We were created for community. Let that sink in for a moment.
A lot of the time, I think of myself as an island. I think "Oh, I can do this myself" or I think "I don't need help/want help/Nobody really will want to help". But, in reality- this isn't true. We need each other. Why would we be given the body of Christ- the church- if we didn't NEED this community? If we could all do this on our own- why would we need the church? Why would the church exist? Why would Jesus have recruited disciples?
I'm reading a wonderful book called Do You Think I'm Beautiful by Angela Thomas. In her book, she writes,
I can assure you that the journey should be shared. Moses' arms were held up in his weakness. Paul's letters reflect a strength that came from knowing other believers shared his journey. You and I have been given to the body of Christ so that they may be the arms of God to hold us, the feet of God to guide us, and the heart of God to love us.I don't know about you, but this speaks volumes to me. The body of Christ was created to be God to us.
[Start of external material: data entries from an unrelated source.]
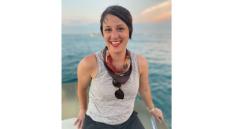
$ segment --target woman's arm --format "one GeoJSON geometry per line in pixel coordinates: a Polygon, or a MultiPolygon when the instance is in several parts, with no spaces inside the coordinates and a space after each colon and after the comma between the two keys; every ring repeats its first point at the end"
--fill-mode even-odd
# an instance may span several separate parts
{"type": "Polygon", "coordinates": [[[156,117],[159,121],[163,120],[163,114],[160,109],[156,108],[152,101],[151,89],[149,85],[148,62],[143,56],[138,56],[138,66],[140,72],[140,87],[139,92],[144,100],[150,114],[156,117]]]}
{"type": "Polygon", "coordinates": [[[78,77],[78,82],[77,82],[77,95],[79,98],[79,104],[80,104],[80,110],[79,114],[77,117],[77,120],[75,121],[75,125],[79,129],[82,128],[84,118],[85,118],[85,113],[87,110],[87,90],[90,85],[90,82],[92,78],[95,75],[96,72],[96,57],[95,55],[90,55],[82,59],[78,65],[78,70],[77,70],[77,77],[78,77]]]}

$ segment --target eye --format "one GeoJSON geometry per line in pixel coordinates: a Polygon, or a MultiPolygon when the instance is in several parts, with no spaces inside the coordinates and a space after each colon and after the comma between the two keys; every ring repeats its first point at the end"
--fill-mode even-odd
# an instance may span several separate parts
{"type": "Polygon", "coordinates": [[[112,29],[111,29],[111,28],[106,28],[106,29],[104,29],[104,31],[105,31],[105,32],[111,32],[112,29]]]}
{"type": "Polygon", "coordinates": [[[117,31],[122,32],[124,29],[125,28],[123,28],[123,27],[119,27],[119,28],[117,28],[117,31]]]}

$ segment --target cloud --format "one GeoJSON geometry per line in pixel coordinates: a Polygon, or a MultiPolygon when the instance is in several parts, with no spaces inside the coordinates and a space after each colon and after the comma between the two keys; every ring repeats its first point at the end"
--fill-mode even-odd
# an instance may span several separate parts
{"type": "Polygon", "coordinates": [[[171,20],[171,1],[165,1],[144,9],[134,18],[135,22],[157,23],[171,20]]]}

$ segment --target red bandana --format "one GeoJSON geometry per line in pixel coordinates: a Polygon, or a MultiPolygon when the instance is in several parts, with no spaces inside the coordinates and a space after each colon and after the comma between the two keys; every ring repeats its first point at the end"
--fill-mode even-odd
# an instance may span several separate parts
{"type": "Polygon", "coordinates": [[[111,57],[111,55],[109,54],[108,51],[106,51],[106,64],[107,66],[114,72],[114,73],[124,73],[128,70],[129,66],[130,66],[130,53],[128,50],[126,50],[125,53],[125,63],[123,64],[123,68],[122,69],[117,69],[114,65],[113,65],[113,59],[111,57]]]}

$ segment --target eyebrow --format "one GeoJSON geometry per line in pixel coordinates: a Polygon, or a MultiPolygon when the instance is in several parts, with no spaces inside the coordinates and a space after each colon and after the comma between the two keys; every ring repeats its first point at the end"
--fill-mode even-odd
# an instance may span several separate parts
{"type": "MultiPolygon", "coordinates": [[[[105,27],[111,27],[111,26],[105,26],[105,27]]],[[[116,27],[124,27],[124,25],[123,24],[118,24],[118,25],[116,25],[116,27]]]]}
{"type": "Polygon", "coordinates": [[[124,27],[125,25],[124,24],[118,24],[117,26],[118,27],[124,27]]]}
{"type": "Polygon", "coordinates": [[[105,26],[105,27],[110,27],[110,26],[105,26]]]}

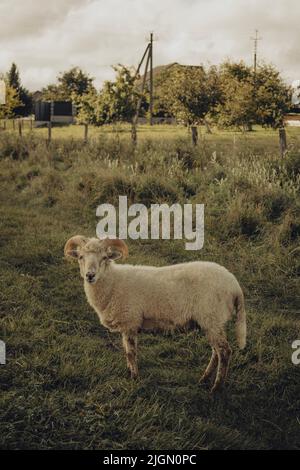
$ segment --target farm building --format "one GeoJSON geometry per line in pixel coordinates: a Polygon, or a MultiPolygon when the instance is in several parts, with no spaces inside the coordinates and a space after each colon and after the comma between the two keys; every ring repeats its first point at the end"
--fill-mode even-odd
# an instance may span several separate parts
{"type": "Polygon", "coordinates": [[[289,113],[284,116],[286,126],[300,127],[300,113],[289,113]]]}
{"type": "Polygon", "coordinates": [[[5,81],[0,79],[0,104],[5,104],[5,81]]]}
{"type": "Polygon", "coordinates": [[[35,122],[72,124],[75,109],[71,101],[36,101],[34,105],[35,122]]]}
I think so often we put ourselves in that spotlight role- of being Christ to the world. But, we have to also remember that God gave US the body of Christ, too! There are people out there that want to help you, that want to guide you, that are called to love you. When we are weak, HE IS STRONG. He strengthens us through other believers- by being a part of community.
This past week, I've really begun to see how much being a part of a community can strengthen my faith. I've started going to a new church (that I really like!!) that seems to fit my current needs better than the church I grew up in. "My church"- as I like to call it- will always hold a special place in my heart. But, I've really become convicted that I need to find a church home of my own- a place that I can blossom and grow into a spiritually mature woman of God. A place where I can find community with people of my own age and life circumstance. This is a really hard, really awkward process. Like really hard. But since going to church on Sunday, I've joined two small groups. Two very different groups that both provide me with community- a community that I've been longing for. I've been praying for a group of women that would mentor me and guide me- since forever ago. And guys, I've found it. I've found the place of community where the body of Christ can fully display all it's glory and splendor. I've found other believers to "share the journey" with- and I'm so thankful for it.
For so long, I've thought I could do this God thing on my own. But I'm realizing that I was created for so much more than the island life. I was created for community- and you are too.